One big sticking point is that the scheme is still pension-based, says McMullen, meaning that in the event of an employee being seriously injured, compensation must be paid up until retirement.
“A number of our clients see this as a major hurdle,” says McMullen. Put bluntly, companies with a poor safety and return to work record need not apply. “Companies with well-established prevention, rehabilitation and claims management systems … are most likely to reap the benefits of self insurance,” a Comcare spokesman says.
McMullen says the most suitable companies are large national employers, with the majority of their workforce based on the east coast of Australia, with a premium spend of at least one million dollars.
If a company ticks those initial boxes, an in-depth six-month eligibility analysis then begins, usually kicked-off with a thorough financial analysis.
“We look at the last ten years of their claims performance, premium performance, their remuneration growth, and then start a forecast,” McMullen says.
Following a look-at-the-books, the next major criteria to pass is a workplace health and safety analysis across all of the company’s Australian work sites.
Other steps taken before even looking at an application form include a prudential analysis, legislative assessment, and ensuring appropriate policies are in place to support an employee’s
early return to work – all of which will need to be gone over with a fine-tooth comb at a board briefing.
Flying a holding pattern
According to Comcare, there are 33 self-insured licensees currently participating in the scheme.
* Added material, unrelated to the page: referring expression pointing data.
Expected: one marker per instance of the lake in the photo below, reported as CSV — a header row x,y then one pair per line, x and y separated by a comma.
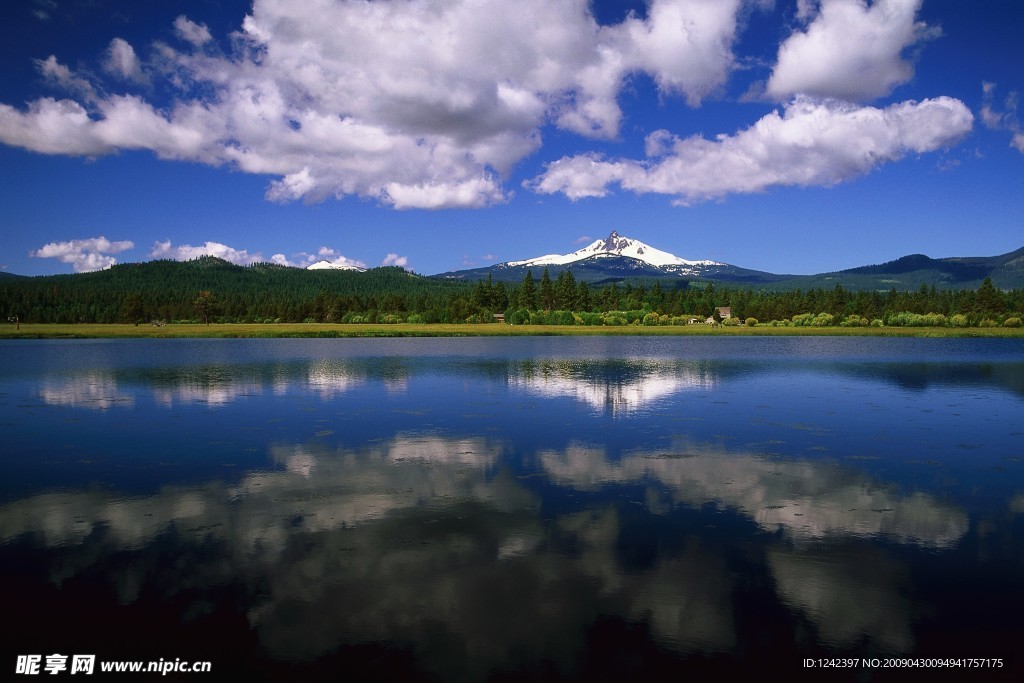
x,y
598,508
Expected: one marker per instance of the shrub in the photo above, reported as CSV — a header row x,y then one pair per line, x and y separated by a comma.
x,y
823,321
804,319
958,321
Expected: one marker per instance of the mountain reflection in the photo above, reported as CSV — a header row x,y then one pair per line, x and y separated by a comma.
x,y
614,387
429,541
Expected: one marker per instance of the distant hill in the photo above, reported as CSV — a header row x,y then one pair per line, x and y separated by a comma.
x,y
907,272
617,258
168,290
614,259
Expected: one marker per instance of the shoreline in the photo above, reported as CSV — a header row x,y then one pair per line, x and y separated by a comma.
x,y
326,330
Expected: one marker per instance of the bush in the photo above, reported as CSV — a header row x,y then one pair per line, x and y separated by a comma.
x,y
958,321
823,321
854,321
804,319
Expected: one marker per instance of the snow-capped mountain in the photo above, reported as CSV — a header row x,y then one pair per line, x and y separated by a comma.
x,y
615,245
330,265
614,257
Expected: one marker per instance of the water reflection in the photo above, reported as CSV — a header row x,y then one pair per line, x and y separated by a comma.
x,y
521,517
614,387
804,500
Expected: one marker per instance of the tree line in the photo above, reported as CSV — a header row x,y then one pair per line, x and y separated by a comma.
x,y
209,290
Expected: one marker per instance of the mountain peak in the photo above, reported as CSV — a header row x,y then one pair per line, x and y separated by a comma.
x,y
614,245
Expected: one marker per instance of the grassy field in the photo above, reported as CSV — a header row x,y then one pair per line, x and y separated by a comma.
x,y
285,330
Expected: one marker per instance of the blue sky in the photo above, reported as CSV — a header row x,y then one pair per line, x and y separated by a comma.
x,y
784,135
But many other companies are keeping their eye on two bills due to appear before the nation’s fractured Senate.
The Coalition Government made its first moves in this arena in 2013, when it lifted the moratorium on private corporations joining Comcare that Labor had introduced in 2007.
A Comcare spokesman said the further proposed changes aim to streamline the application process, allow for group licences to be issued, and extend federal work health and safety law to apply to new self-insurers.
McMullen says many companies have made a strategic decision to wait until one or both of the bills pass.
“So we’ve got a number of customers who have stopped before the end of step one, who are waiting,” he says.
“We’ve been gearing then up to ensure they’re ready for when the bill is passed.”
Applying to Comcare
Once a company’s board makes the decision to apply to Comcare, “there’s really no turning back,” McMullen says.
“This process is collecting all the evidence from the eligibility phase and collating it into a single application,” he adds.
What’s next for Comcare
Before applying, Comcare warns brokers to check the company’s current insurance policy for hidden exit costs.
McMullen adds it’s also a good time for brokers to remind employers of the importance of strong employee consultation.
“Because in some cases employees will be better off under Comcare, and in some cases they’ll be worse off,” he says.
After Comcare approval has been granted, the final phase is all about ensuring the self-insurance licence doesn’t go belly up on day one.
Brokers should look at recommending new self-insurers implement a 12 to 36 month strategic workers compensation plan, focussed on liability reduction and then monitored monthly by performance score cards.
“It’s basically making sure the board has no surprises at the end of the first 12 months. And the objective is to drive liabilities down,” McMullen says.